Sidewalk chalk covered in snow / Lost my gloves, you give me one / "Wanna hang out?" / Yeah, sounds like fun.
Light pink sky up on the roof / Sun sinks down, no curfew / Twenty questions, we tell the truth / You've been stressed out lately? Yeah, me too.
It’s nice to have a friend / It’s nice to have a friend.
Okay, is that or is that not the literal plot of the movie Carol (2015), dir. Todd Haynes?

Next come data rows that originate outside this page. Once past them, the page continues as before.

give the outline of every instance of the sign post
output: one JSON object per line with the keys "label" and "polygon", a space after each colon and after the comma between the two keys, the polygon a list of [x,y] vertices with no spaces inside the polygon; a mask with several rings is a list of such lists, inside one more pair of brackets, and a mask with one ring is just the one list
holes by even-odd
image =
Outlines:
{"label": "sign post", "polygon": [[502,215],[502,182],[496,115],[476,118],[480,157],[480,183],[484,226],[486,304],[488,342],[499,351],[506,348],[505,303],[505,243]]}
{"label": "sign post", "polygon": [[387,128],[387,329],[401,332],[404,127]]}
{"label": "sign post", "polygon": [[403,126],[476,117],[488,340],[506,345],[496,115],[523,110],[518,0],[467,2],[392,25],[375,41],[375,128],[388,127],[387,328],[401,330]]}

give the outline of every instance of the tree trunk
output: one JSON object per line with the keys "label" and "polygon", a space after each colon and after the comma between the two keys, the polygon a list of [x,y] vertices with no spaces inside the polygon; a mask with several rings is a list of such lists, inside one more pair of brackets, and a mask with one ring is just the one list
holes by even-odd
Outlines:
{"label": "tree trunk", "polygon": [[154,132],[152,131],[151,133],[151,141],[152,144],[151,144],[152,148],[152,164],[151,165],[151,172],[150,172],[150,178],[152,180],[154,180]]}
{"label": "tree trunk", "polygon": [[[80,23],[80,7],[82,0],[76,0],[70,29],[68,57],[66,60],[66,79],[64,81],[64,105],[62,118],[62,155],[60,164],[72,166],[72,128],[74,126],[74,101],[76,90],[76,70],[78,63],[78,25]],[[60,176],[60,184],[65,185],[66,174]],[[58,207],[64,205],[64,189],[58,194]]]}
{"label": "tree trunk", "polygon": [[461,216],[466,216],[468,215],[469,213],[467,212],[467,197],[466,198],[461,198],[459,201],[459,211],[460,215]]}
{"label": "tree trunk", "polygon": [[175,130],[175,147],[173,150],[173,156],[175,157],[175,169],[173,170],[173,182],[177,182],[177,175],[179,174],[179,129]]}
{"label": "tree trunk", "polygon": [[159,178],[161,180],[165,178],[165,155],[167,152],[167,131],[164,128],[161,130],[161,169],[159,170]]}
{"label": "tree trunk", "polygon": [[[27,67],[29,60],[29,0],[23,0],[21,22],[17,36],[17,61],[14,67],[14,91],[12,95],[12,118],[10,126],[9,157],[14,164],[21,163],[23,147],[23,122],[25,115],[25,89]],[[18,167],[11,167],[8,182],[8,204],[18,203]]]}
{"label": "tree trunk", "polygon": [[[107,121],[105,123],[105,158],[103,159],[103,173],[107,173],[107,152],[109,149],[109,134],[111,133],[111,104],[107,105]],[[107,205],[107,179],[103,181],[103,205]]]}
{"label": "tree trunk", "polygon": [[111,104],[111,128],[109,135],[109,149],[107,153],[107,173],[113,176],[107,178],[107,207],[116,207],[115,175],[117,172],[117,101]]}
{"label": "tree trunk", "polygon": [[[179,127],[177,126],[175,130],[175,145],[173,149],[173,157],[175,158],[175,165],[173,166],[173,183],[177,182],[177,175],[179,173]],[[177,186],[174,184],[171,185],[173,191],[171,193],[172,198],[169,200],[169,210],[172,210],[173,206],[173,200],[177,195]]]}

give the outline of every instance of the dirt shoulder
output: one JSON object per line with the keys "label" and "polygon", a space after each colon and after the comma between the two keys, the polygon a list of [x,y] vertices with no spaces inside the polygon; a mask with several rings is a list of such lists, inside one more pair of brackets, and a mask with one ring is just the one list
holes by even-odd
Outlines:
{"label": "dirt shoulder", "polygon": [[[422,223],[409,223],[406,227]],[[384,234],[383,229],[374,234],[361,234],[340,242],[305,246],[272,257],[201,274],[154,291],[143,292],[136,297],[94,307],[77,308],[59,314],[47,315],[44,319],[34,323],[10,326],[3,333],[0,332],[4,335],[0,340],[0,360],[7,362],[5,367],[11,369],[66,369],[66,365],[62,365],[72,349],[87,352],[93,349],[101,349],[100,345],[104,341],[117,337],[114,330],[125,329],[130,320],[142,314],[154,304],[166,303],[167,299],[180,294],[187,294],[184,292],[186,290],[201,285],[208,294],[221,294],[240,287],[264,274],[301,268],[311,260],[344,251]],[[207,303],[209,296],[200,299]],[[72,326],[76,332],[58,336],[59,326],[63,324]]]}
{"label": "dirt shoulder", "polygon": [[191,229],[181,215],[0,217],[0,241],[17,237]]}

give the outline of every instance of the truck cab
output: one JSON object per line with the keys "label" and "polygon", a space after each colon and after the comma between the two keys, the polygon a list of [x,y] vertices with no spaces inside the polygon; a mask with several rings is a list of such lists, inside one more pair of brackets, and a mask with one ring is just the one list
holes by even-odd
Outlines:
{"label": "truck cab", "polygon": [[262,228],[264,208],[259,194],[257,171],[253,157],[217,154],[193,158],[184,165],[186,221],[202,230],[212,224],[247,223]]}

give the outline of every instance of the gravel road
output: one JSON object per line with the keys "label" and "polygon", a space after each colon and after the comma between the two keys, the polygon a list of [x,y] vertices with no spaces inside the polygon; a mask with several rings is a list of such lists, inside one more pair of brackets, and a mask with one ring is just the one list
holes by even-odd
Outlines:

The point is that sometimes you just want a whole bunch of sweetness bundled up into a single package. Sometimes you just want some 80s synth-pop and a reminder that you can still enjoy softness and slow-dancing in a cruel world. Sometimes you just want a whole thing of the best flavor of the best fruity candy on the market.
Folklore
Nothing says Autumnal Indie Coffeehouse Playlist like collabing with Aaron Dessner, Jack Antonoff, Bon Iver — and artificial caramel apple flavoring. This is also Taylor’s first time embracing the fact that every break-up’s got multiple angles, and probably she’s her bad guys’ bad guy, which is a very sour-pucker green apple experience the first time you have it.
Evermore
Look, sometimes you just gotta look back at your missteps and say “Long story short, it was a bad time” and move on by returning to what you know. Well, kind of. Evermore is full of love songs, but they’re way more wary and prickly than so many of the ones that came before. Not longing for simpler times, exactly, but fully aware that combos as perfect as chocolate and peanut butter don’t come around too often in a single lifetime.
Midnights
The thing about Midnights — the album, the Milky Way minis, the actual time of day — is that they’re more of a vibe than anything else. Like maybe you’ll dance with the devil, or reminisce about girlhood, or look in the mirror long enough to admit that: Hi, yes, the problem sometimes is, in fact, you. It’s bittersweet and it’s fleeting, and if you get to the point where you’re dusting off tracks leftover from your Reputation era, your best bet is to, bare minimum, sleep on it.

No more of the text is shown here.